During the Production
At this point, my actions led to unintended consequences. Once the major forms were in place and cabin was cut out, I felt the Chibi needed to be explored further and “feature creep” quickly settled in. Once the doors were built, the rest of the cabin and dash needed addressing. And since I was building out the cabin, why not address the chassis and bed? What kind of suspension would be appropriate? And after that, the engine, drivetrain, steering etc. There are a few key components still missing which I may revisit at a later date, but for now, it’s done.
As a fan of the subject matter, I had a lot of fun researching and studying general automobile construction which was then reapplied to the model. The research took up a large chunk of time and led me everywhere from Pinterest to Google images to various enthusiast websites. While I am not an automotive expert, reading into it helped me make better design decisions as I continued work on the Chibi, as each component was lightly researched and modeled, using HeavyPoly’s Blender toolset.

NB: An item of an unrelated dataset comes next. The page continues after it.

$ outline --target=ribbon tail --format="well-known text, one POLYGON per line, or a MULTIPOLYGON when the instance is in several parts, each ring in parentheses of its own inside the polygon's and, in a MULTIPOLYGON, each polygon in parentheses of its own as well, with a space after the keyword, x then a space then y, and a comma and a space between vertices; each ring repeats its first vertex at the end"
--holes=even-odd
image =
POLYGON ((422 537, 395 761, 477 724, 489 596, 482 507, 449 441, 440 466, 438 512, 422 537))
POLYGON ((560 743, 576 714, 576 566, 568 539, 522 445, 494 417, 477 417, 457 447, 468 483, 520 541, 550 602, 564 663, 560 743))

The Chibi color scheme was intended to feel lighthearted from the beginning and to push the toy-like quality of the design. Once again, it had to feel believable yet toy-like. Starting with the Tiffany paint, I was curious what it might look like with a softer shell appearance. This was made using the Blender principle bsdf shader further streamlined with the Heavypoly toolset. Instead of pushing more metallic, I chose to stylize it with a low metallic/high roughness value and adjusted the clearcoat settings to give it a bit of sheen.
This stylization choice allowed me to set the material contrast against the more metallic parts- such as the internals and others such as the rubber for the tires, or glass- all adjustments made with the principled bsdf settings.
Getting to the final look required me to balance where I put my polygons vs where the material was doing the work – basically using the two to drive towards a certain look and feel. Below you can see I let the polygons heavily support the rubber material. The trick was to create an appropriate amount of geometry to get the lighting to play off the surface in a visually pleasing way:
Further adjusting the AO settings allowed parts of the mesh to receive a soft gradient.
All of the elements were tied together with Blender 2.8 Eevee rendering engine to achieve the final look that you see. Because this project’s focus was on modeling and automotive research, rendering output was secondary. With Eevee, the viewport is able to get a visually appealing look, and from my experience, feels similar to real-time in-game engines.
The Hondi Chibi started out as a simple modeling project to apply what I recently learned, and morphed into a research-intensive project. As a concept designer, I am fascinated with world building and curious about how and why things are built. Working with my 3d colleagues over the years has helped foster this philosophy, and combining the 2 disciplines feels like an exciting evolution. Thanks again Kirill Tokarev for this chance to share with you my Hondi Chibi, thanks to Vaughan Ling at Heavypoly and the Blender community for the help, and thank you for reading!